The Army needs to continue investing in and developing new technologies which help make Soldiers themselves a decisive weapon in combat, service leaders told hundreds of industry and military attendees here, Feb. 23, at the Association of the United States Army Winter Symposium.

“I really think we want to give Soldiers a decisive edge in combat. I want to focus on the dismounted Soldier. Once we get out of our GCV [Ground Combat Vehicle], once we get out of our Abrams, once we drop out of our Black Hawk — the question is what makes us different from the guy on the other side, hiding behind a rock?” said Malcolm “Ross” O’Neill, assistant secretary of the Army for Acquisition, Logistics and Technology.

Citing several of the technological military advances the U.S. Air Force and Navy have enjoyed in recent decades, O’Neill said the dismounted U.S. Army Soldier should have a commensurate technological “boost” or over-match capability when pitted against adversaries. Investment in science and technology — harnessing the best available emerging technologies proven to help Soldiers’ in combat — is central to this effort.

“We have to be continually responding to the shortfalls and the gaps in our ability to provide for the Soldier in Afghanistan and Iraq,” O’Neill said. “Maintaining the decisive edge is very important. We’ve been able to do it in many areas.”

“We have the best combat attack helicopters in the world” he explained. “We’ve got excellent rotary-wing aircraft and we have excellent armored vehicles — and we are working on the Soldier.”

Some of the recent efforts to improve Soldier technologies include — fielding prototypes of the new air-burst XM 25 grenade launcher, which can detonate above or near an enemy position. Deploying the XM 2010 sniper rifle with an increased range, fielding uniforms with fire-resistant materials, experimenting with lighter-weight body armor, developing the new Enhanced Combat Helmet and launching a competition to build a new M4 Carbine while simultaneously improving the existing M4, are all in the workds, Brig. Gen. Peter Fuller, Program Executive Officer Soldier, told the audience.

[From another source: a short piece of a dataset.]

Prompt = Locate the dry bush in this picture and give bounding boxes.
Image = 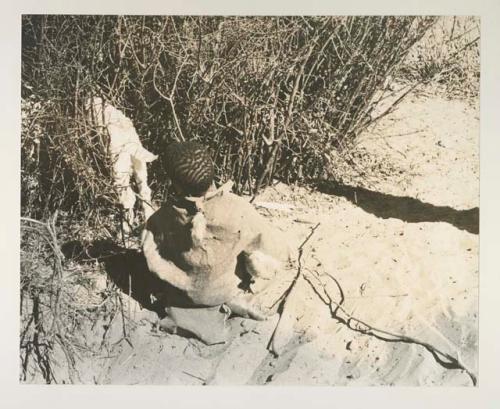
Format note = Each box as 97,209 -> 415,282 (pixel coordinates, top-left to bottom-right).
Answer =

Along similar lines, Lt. Gen. Michael Vane, who directs the Army Capabilities Integration Center, Fort Monroe, Va., said the Army should focus on networking the dismounted Soldier and enhancing small unit effectiveness. Vane outlined five areas of current emphasis:

  • Training
  • Mission Command
  • Countering IEDs
  • Power and Energy
  • Human Dimension

“Each one of these areas has an initial capabilities document to help drive what should be the focus of our science and technology. These are the kinds of things that we want to improve over time,” Vane told the audience.

Soldier protection is fundamental to any effort to enhance battlefield effectiveness, Vane and O’Neill both said.